Avec Close, à l’instar de Girl, Lukas Dhont a poursuivi l’exploration du thème de l’identité en conflit avec le regard des autres et en abordant dans son cinéma des thématiques très personnelles et très intimes :
« (…) des choses qui m’ont perturbé pendant l’enfance ou ma jeune adolescence. Je tenais surtout à parler d’un sujet extrêmement intime. Close est un hommage à des amis que j’ai perdus par ma faute, car je prenais mes distances et j’avais l’impression de les trahir. »
En retournant dans son école primaire, Lukas Dhont a trouvé l’idée de Close et s’est rappelé que les comportements des enfants étaient déjà très genrés et qu’il ne trouvait pas sa place entre les filles et les garçons, lui qui était un garçon efféminé. Le cinéaste trentenaire a souffert d’éprouver l’obligation de repousser un ami très proche pour se défaire de la réputation que les autres élèves lui faisaient en lui collant une identité sexuelle supposée. Le rejet de cet ami a fait naître un sentiment prégnant de culpabilité. A posteriori, Lukas Dont constate :
« Ces périodes, au primaire ou au secondaire, ont été très douloureuses pour moi, sans vouloir être dramatique. J’ai donc essayé de retranscrire ce sentiment pour dire quelque chose de ce monde, avec ma propre perspective. »
Lukas Dont avait déjà fait montre de son talent dans la direction d’acteurs dans Girl, un talent qu’il assoit à travers une direction exceptionnelle des acteurs et des actrices qui évoluent naturellement dans une mise en scène chorégraphique. Tout au long de Close, les corps des protagonistes et leurs mouvements sont au centre de la mise en scène du cinéaste belge qui, dans sa jeunesse, rêvait d’ailleurs de devenir danseur et avait effectué plusieurs stages avec des chorégraphes durant ses études de cinéma.

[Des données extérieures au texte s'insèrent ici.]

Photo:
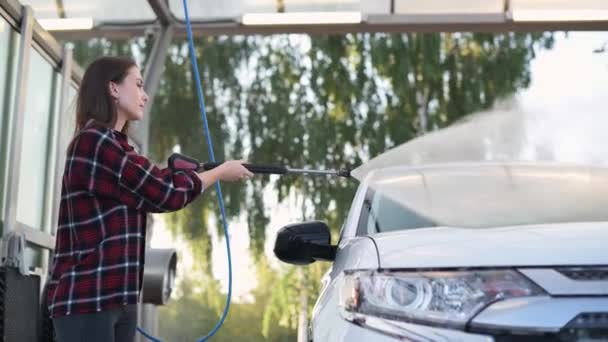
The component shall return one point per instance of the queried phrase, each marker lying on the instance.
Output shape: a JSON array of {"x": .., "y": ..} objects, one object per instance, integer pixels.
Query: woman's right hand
[
  {"x": 233, "y": 170},
  {"x": 228, "y": 171}
]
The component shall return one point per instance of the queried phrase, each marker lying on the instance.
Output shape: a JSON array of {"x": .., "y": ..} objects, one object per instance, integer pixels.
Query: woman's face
[{"x": 130, "y": 95}]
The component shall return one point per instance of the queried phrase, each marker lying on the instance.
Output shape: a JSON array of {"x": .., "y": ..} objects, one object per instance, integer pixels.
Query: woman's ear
[{"x": 113, "y": 89}]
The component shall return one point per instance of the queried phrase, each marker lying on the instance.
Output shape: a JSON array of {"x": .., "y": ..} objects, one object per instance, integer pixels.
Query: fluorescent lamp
[
  {"x": 68, "y": 24},
  {"x": 301, "y": 18},
  {"x": 559, "y": 15}
]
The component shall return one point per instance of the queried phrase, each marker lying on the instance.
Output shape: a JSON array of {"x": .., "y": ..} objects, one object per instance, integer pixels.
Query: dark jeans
[{"x": 114, "y": 325}]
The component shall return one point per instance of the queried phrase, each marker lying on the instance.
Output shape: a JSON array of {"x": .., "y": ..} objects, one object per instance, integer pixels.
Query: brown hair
[{"x": 94, "y": 99}]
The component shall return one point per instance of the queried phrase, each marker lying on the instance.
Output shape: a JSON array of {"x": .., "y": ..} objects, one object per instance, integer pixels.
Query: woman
[{"x": 107, "y": 190}]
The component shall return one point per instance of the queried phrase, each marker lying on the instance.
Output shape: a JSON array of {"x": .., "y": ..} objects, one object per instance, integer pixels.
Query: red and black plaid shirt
[{"x": 107, "y": 190}]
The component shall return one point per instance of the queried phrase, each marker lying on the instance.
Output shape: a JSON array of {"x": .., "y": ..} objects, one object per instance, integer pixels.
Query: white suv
[{"x": 464, "y": 252}]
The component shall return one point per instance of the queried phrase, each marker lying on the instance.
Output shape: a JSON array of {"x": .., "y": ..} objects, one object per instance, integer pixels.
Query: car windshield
[{"x": 484, "y": 196}]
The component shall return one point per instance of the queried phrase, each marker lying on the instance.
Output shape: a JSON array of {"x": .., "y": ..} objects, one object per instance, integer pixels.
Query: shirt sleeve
[{"x": 105, "y": 168}]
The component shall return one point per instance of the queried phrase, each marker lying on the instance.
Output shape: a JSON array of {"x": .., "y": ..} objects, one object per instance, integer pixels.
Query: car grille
[
  {"x": 585, "y": 274},
  {"x": 598, "y": 320}
]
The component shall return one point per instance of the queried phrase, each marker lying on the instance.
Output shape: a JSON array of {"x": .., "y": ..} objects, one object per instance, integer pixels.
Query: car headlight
[{"x": 449, "y": 299}]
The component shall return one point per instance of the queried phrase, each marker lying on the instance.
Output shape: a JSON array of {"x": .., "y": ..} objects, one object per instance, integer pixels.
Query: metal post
[
  {"x": 55, "y": 167},
  {"x": 16, "y": 128},
  {"x": 152, "y": 75}
]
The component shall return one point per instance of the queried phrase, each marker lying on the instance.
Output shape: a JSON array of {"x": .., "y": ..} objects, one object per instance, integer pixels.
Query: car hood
[{"x": 541, "y": 245}]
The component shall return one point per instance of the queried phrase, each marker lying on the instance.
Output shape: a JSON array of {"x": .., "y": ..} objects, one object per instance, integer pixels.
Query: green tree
[{"x": 317, "y": 102}]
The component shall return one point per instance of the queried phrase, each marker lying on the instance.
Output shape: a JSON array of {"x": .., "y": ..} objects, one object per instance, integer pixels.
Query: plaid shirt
[{"x": 106, "y": 192}]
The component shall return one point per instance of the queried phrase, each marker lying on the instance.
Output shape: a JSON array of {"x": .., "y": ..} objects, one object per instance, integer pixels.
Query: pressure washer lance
[{"x": 178, "y": 161}]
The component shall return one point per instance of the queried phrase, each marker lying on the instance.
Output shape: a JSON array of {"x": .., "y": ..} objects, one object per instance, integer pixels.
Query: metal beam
[
  {"x": 17, "y": 122},
  {"x": 162, "y": 11},
  {"x": 36, "y": 237}
]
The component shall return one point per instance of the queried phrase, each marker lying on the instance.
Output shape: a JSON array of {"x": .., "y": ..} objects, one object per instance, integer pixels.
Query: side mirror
[
  {"x": 304, "y": 243},
  {"x": 159, "y": 275}
]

Que ce soit pour exprimer l’intimité entre garçons ou tout simplement pour raconter une histoire, la chorégraphie prime sur les mots pour Lukas Dont qui en a pleinement conscience :
« Je me rends compte qu’il est toujours plus compliqué pour moi de m’exprimer avec des mots qu’avec des mouvements ou des chorégraphies. »

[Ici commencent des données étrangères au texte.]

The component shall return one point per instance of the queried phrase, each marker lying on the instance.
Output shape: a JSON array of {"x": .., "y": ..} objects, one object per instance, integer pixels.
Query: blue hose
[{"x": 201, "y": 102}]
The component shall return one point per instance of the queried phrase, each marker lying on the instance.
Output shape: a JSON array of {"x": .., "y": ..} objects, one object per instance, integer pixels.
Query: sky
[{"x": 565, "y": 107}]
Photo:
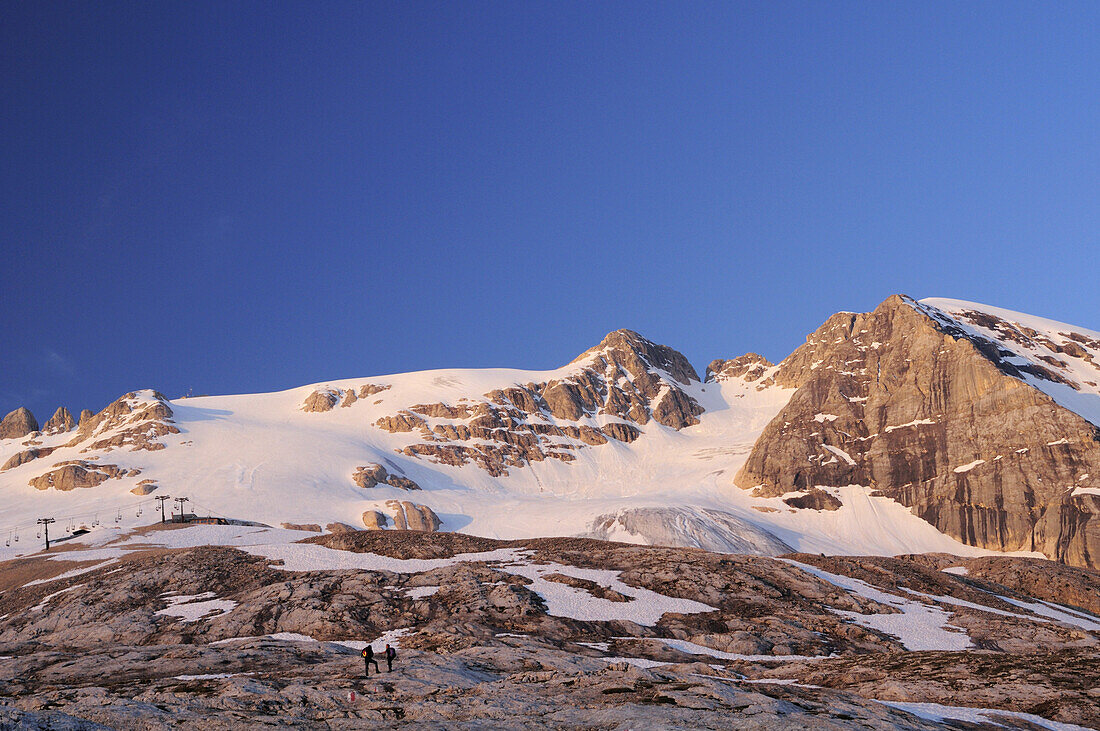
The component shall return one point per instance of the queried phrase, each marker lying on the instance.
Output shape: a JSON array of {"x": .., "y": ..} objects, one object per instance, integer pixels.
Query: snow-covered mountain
[{"x": 836, "y": 450}]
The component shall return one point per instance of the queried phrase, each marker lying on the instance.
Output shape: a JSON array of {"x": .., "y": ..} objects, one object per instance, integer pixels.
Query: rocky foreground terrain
[{"x": 154, "y": 630}]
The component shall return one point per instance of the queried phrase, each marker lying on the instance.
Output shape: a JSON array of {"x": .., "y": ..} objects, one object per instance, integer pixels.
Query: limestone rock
[
  {"x": 626, "y": 377},
  {"x": 320, "y": 400},
  {"x": 905, "y": 402},
  {"x": 315, "y": 528},
  {"x": 18, "y": 423},
  {"x": 145, "y": 487},
  {"x": 814, "y": 499},
  {"x": 403, "y": 483},
  {"x": 750, "y": 367},
  {"x": 78, "y": 474},
  {"x": 370, "y": 475},
  {"x": 413, "y": 517},
  {"x": 374, "y": 520},
  {"x": 26, "y": 455},
  {"x": 136, "y": 420},
  {"x": 62, "y": 421}
]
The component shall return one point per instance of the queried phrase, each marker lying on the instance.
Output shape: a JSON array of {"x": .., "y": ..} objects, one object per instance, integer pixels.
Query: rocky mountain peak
[
  {"x": 908, "y": 401},
  {"x": 62, "y": 421},
  {"x": 18, "y": 423},
  {"x": 637, "y": 355},
  {"x": 750, "y": 366}
]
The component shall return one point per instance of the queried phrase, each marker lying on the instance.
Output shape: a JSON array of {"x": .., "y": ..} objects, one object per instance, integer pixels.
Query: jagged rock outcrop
[
  {"x": 814, "y": 499},
  {"x": 374, "y": 520},
  {"x": 320, "y": 400},
  {"x": 62, "y": 421},
  {"x": 906, "y": 402},
  {"x": 136, "y": 420},
  {"x": 372, "y": 475},
  {"x": 18, "y": 423},
  {"x": 79, "y": 474},
  {"x": 340, "y": 528},
  {"x": 626, "y": 377},
  {"x": 145, "y": 487},
  {"x": 413, "y": 517},
  {"x": 26, "y": 455},
  {"x": 750, "y": 367}
]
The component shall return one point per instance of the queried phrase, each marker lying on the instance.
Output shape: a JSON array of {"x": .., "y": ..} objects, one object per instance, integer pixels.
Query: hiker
[{"x": 367, "y": 658}]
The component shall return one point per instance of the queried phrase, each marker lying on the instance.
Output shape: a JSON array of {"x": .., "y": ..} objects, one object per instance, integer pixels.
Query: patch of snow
[
  {"x": 938, "y": 713},
  {"x": 187, "y": 609},
  {"x": 968, "y": 466},
  {"x": 70, "y": 574}
]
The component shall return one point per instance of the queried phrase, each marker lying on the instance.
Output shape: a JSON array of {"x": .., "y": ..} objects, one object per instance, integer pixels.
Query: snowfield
[{"x": 261, "y": 457}]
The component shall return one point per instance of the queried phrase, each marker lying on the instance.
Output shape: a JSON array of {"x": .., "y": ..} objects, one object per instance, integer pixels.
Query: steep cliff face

Dans Close, l’intimité joue un rôle prépondérant et le réalisateur met en scène deux garçons qui arrivent à un âge où, entre l’enfance et l’adolescence, leur rapport au monde et à eux-mêmes est bouleversé. Pour ce faire, le cinéaste s’est inspiré du livre Deep Secrets de la psychologue Niobe Way, dans lequel elle suit cent garçons entre treize et dix-huit ans. Au fil des années, ceux-ci se montrent de plus en plus pudiques avec leurs amis masculins quand il s’agit de partager leurs émotions. Grâce à la lecture de cet ouvrage, Lukas Dont a réalisé que nombreux sont les jeunes garçons, à avoir grandi en tant que jeune garçon gay et avoir vécu, comme lui, difficilement l’intimité en amitié.

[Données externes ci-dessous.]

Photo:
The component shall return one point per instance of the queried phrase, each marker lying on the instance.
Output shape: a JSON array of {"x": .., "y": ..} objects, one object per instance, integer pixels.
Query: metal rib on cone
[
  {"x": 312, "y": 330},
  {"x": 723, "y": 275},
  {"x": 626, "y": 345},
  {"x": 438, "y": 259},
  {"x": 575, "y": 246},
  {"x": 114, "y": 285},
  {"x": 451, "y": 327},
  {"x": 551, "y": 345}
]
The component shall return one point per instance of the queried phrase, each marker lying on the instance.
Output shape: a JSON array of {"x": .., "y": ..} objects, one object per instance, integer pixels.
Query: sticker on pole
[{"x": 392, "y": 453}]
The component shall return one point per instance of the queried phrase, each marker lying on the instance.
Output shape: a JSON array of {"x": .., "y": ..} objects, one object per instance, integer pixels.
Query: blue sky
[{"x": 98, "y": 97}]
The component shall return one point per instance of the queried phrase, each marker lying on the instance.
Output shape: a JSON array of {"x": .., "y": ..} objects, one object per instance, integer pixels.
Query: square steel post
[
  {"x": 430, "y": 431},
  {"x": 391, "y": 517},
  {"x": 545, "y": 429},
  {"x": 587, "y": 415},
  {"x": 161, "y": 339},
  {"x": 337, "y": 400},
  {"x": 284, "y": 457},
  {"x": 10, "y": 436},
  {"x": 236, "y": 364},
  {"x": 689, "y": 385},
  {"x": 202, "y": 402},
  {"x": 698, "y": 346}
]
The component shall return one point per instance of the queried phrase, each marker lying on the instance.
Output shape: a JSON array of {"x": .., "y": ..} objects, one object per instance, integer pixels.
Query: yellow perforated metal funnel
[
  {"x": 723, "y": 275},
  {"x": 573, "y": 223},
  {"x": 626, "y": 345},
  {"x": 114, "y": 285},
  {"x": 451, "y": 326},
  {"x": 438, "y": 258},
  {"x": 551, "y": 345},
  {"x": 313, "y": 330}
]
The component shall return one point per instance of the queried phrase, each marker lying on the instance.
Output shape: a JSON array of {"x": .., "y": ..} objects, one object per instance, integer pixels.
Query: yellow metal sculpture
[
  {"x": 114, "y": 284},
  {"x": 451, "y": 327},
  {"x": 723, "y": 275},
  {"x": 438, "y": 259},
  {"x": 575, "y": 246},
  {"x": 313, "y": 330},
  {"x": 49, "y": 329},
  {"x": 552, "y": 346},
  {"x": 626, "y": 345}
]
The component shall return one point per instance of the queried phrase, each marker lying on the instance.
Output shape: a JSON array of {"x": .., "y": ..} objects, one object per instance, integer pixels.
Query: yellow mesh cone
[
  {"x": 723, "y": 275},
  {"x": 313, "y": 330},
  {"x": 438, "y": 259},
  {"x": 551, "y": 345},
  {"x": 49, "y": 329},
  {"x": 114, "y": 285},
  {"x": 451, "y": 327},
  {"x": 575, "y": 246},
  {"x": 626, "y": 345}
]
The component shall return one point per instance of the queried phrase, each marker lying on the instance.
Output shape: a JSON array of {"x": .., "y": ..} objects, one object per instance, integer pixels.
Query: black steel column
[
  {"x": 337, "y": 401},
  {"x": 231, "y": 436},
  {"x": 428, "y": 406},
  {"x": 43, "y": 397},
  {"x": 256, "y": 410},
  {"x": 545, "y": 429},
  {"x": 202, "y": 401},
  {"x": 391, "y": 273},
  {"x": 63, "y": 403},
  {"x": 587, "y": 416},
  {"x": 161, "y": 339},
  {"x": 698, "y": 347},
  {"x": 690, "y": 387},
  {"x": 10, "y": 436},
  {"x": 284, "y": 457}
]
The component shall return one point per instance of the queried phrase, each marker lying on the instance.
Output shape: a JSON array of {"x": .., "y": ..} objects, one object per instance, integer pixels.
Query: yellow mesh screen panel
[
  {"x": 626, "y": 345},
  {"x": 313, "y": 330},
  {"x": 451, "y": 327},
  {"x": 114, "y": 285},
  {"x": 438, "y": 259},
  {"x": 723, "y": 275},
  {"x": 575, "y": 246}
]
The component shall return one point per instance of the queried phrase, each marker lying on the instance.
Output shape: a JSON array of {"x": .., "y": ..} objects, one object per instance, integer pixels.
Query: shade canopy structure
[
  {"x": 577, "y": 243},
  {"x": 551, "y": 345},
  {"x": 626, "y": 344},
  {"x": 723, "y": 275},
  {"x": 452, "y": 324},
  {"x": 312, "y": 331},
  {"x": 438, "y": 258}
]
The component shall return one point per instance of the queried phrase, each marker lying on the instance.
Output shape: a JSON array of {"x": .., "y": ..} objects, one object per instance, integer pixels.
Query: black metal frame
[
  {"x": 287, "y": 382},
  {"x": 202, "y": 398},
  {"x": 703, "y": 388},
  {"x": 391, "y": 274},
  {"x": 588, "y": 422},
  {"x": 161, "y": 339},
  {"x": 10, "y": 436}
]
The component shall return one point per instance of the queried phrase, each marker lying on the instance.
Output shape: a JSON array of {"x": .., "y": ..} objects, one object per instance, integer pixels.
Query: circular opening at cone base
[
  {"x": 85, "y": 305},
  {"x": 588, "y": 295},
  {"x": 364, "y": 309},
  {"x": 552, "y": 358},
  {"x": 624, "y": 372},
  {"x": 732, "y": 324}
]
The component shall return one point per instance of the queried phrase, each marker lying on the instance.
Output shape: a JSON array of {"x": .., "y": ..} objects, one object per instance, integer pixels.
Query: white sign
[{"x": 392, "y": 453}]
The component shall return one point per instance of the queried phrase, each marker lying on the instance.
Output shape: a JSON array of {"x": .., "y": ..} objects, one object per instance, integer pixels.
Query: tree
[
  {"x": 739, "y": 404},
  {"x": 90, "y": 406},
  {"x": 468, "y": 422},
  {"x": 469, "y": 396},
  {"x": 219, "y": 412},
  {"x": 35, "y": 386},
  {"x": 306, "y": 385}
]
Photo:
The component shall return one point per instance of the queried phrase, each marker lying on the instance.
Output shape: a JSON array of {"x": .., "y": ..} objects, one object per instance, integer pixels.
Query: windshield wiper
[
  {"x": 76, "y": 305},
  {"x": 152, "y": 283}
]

Les performances des deux protagonistes, Eden Dambrine et Gustav De Waele, sont remarquables, mises en valeur par l’excellente photographie du Néerlandais Frank van den Eeden, soutenue par une bande-son poignante signée Valentin Hadjadj. Quant aux actrices qui interprètent les deux mères, Emilie Dequenne, qui incarne Sophie, la mère de Rémi, offre une performance admirable en contenant ses émotions, distillant une pudeur et exprimant tant de sentiments sans jamais sombrer dans le pathos. Quant à Léa Drucker, qui incarne Nathalie, la mère de Léo, elle parvient à dégager bienveillance, gentillesse, douceur et compréhension.
Close souligne avec subtilité et sensibilité, mais aucune sensiblerie, quand et comment une décision, avec ses conséquences, en l’occurrence dramatiques, vous frappe et témoigne des difficultés à être soi et à s’assumer dans les étapes charnières du passage de l’enfance à l’adolescence.
Artistiquement ambitieux, Close se révèle, au fil des séquences, telle une symphonie cinématographique harmonieuse où chaque musicien joue sa partition sans aucune fausse note.
Les considérables attentes pour ce second long métrage sont largement récompensées, tant Close offre une maturité dans la maîtrise cinématographique, dans la direction d’acteurs, dans la mise en scène, procurant une puissance émotionnelle et confortant le talent de Lukas Dhont.